Detrás de todo eso hay una realidad económica complicada. Como explicó en su momento Simon Pegg, las películas de Star Trek nunca han generado el tipo de ingresos que mueven las producciones de Marvel. Con presupuestos que rondan los 200 millones de dólares, el estudio necesita que la taquilla mundial se dispare para empezar a hablar de beneficios. Pero la fuerza de Star Trek siempre ha estado más en la fidelidad del público y en su peso cultural a largo plazo que en cifras multimillonarias de un solo fin de semana.
La ecuación cambió de nuevo cuando David Ellison, fundador de Skydance, se convirtió en el nuevo dueño de Paramount. Su mensaje fue bastante claro: no habrá regreso del reparto encabezado por Chris Pine, al menos no en la forma de una cuarta película de la línea Kelvin. En vez de seguir intentando resucitar ese ciclo, el estudio quiere un arranque realmente nuevo. Ahí entran Goldstein y Daley, con una libertad poco habitual en este tipo de franquicias: pueden crear una tripulación inédita, definir su propia esquina de la galaxia y construir una historia sin la obligación de arreglar ni continuar nada de lo anterior.

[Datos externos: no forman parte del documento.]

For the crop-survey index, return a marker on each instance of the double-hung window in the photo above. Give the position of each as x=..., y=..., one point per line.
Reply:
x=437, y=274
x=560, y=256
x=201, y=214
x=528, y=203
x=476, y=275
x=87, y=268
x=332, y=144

Para los fans veteranos, eso es tan emocionante como inquietante. Muchos sueñan con volver a ver en pantalla grande lo que siempre hizo diferente a Star Trek: la exploración como motor central, los encuentros con civilizaciones desconocidas, los conflictos diplomáticos y los dilemas éticos que obligan a la tripulación a cuestionarse quiénes son y qué representan. Después de años en los que la Flota Estelar a veces parecía más una banda de renegados con nave propia que un proyecto idealista, hay quien ruega que este nuevo film se aleje de la sensación de «USS Criminal Enterprise» y recupere el espíritu curioso y optimista que definió a la saga.
La gran pregunta es qué tono elegirá la nueva película. El humor fino y ágil de Goldstein y Daley puede ser una ventaja si sirve para humanizar a los personajes, mostrar la rutina a bordo y darle calidez a las relaciones entre oficiales, sin convertir el universo en un sketch eterno. Si logran equilibrar ese lado más ligero con el núcleo filosófico y humanista de Star Trek, el resultado podría ser ese punto de inflexión que la franquicia lleva tanto tiempo buscando en el cine: una historia lo bastante accesible para nuevos espectadores, pero lo suficientemente fiel a los valores de siempre como para convencer a los fans de toda la vida.
Por ahora, sin fecha de rodaje ni detalles oficiales de la trama, el proyecto vive en ese territorio ambiguo entre el entusiasmo cauteloso y el «ya he oído esto antes». No son pocos los que señalan que este debe de ser, como mínimo, el cuarto o quinto «reinicio definitivo» anunciado en poco más de diez años. Queda por ver si esta vez la película realmente se materializa y consigue ir, al fin, donde tantos intentos anteriores se quedaron a medio camino.